Je viens de faire mon dernier voyage à Montflaux et ma dernière tournée dans mes autres domaines. J’ai fait ce que mon pauvre fils appelait autrefois le grand tour, en allant a petites journées par la Beauce et revenant par le Vexin Normand. J’ai traversé le pays Chartrain, l’Orléanais, le Dunois, le Blaisois, la Touraine et l’Anjou, le Saumurais le Bas-Poitou, la Bretagne et le Maine ; et je me disais tristement : — Suis-je en France ? Voilà bien mes terres et les ruines de mes châteaux ; mais sont-ils restés dans mon pays ? et les gens qui les entourent sont-ils encore des Français ?

Les châteaux sont démolis, les fermes dévastées et les grandes routes abandonnées à l’entretien des communes qui sont écrasées de contributions.
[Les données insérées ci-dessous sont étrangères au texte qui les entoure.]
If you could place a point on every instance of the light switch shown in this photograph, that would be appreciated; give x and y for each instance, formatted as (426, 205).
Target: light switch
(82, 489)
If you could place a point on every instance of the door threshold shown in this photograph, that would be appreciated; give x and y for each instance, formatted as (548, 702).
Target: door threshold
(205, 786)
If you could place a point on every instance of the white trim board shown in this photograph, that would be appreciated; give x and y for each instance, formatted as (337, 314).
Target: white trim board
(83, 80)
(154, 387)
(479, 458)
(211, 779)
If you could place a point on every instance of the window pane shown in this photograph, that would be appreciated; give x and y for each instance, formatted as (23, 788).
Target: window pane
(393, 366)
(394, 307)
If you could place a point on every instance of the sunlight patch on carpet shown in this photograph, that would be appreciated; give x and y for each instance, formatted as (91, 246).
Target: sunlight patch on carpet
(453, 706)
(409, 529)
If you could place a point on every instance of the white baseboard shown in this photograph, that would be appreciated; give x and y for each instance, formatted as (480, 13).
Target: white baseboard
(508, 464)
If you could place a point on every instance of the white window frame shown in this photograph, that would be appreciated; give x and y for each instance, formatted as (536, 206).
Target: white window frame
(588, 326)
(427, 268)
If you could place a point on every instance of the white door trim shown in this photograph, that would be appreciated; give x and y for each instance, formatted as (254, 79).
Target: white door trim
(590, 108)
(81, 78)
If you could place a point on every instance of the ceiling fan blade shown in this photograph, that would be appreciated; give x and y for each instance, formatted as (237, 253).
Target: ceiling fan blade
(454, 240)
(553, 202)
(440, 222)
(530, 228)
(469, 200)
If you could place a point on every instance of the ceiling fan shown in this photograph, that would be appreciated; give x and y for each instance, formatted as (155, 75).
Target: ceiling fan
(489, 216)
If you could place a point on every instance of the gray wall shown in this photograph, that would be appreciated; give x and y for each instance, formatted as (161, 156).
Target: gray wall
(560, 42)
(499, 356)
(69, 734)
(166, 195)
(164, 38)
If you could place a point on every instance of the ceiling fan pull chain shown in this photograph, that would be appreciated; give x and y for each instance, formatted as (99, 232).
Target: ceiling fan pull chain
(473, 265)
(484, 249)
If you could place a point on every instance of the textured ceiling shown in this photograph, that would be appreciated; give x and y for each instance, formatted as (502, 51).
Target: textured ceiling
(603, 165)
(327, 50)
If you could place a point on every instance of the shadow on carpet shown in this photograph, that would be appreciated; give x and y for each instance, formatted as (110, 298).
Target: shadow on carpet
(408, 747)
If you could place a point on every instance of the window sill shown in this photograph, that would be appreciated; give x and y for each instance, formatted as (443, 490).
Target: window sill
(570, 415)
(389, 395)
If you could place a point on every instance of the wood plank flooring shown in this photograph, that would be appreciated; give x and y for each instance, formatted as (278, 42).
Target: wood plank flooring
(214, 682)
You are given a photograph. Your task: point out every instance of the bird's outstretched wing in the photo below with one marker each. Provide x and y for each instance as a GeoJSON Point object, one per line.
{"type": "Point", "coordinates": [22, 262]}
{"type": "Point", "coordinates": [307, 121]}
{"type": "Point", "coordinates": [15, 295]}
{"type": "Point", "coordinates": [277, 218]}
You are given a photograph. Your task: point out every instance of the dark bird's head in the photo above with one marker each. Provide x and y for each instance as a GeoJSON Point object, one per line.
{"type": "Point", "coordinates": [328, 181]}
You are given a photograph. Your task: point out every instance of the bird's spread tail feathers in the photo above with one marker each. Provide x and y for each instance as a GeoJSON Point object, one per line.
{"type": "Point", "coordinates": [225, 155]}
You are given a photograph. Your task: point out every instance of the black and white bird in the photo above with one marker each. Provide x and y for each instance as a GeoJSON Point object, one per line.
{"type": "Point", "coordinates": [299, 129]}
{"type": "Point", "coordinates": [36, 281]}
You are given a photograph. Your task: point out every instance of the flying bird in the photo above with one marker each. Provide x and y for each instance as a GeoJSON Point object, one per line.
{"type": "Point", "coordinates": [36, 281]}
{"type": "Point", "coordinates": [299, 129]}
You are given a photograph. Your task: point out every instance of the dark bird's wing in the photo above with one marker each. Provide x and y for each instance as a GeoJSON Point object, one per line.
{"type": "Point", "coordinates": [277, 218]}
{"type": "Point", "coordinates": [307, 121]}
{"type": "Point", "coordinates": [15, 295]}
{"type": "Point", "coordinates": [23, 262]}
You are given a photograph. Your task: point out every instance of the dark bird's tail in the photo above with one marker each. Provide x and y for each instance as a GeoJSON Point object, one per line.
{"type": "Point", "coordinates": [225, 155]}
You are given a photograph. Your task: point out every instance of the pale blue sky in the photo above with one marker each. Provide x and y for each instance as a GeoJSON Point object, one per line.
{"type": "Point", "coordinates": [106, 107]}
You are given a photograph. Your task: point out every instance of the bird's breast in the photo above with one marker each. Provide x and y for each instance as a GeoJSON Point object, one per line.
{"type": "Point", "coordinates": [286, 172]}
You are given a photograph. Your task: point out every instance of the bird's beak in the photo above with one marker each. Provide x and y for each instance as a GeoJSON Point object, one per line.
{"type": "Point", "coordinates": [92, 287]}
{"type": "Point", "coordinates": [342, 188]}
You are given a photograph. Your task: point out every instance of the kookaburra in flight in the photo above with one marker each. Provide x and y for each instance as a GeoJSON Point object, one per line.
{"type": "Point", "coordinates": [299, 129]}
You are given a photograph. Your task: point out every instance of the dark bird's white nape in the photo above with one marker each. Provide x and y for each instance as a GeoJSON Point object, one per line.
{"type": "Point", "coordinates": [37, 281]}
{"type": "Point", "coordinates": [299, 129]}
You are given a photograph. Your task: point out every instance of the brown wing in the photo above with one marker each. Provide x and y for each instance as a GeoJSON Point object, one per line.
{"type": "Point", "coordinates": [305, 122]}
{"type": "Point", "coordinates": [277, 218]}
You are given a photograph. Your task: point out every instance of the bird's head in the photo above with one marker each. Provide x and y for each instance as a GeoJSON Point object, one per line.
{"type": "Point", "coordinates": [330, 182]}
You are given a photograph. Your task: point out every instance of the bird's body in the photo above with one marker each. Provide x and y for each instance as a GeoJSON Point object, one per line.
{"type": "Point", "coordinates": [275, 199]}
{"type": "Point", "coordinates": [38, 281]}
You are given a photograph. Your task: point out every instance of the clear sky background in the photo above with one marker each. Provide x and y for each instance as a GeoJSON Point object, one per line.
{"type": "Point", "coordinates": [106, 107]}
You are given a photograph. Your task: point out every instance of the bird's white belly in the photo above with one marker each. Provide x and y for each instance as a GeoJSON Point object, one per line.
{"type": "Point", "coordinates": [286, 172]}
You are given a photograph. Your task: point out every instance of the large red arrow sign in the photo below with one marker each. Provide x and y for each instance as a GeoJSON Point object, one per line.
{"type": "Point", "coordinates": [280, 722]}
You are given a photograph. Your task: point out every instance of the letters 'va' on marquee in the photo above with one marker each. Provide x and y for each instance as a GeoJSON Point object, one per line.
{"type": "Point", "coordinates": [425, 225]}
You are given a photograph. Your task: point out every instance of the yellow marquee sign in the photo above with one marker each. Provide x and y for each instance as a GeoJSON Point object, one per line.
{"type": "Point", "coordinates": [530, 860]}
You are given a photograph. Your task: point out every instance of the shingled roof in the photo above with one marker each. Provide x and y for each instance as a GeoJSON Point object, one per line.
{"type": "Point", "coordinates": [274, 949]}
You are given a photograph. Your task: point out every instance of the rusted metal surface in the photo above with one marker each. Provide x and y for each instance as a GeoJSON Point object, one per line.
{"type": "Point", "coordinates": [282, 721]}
On n’aperçoit dans les villes que des figures insolentes ou malveillantes. On ne vous parle que d’un ton brusque, exigeant ou défiant. Tous les visages ont une expression sinistre ; il n’est pas, jusqu’aux enfans ; qui n’aient un air hostile et dépravé. On dirait que la haine est dans tous les cœurs. L’envie n’est pas satisfaite, et la misère est partout. C’était bien la peine de faire une révolution.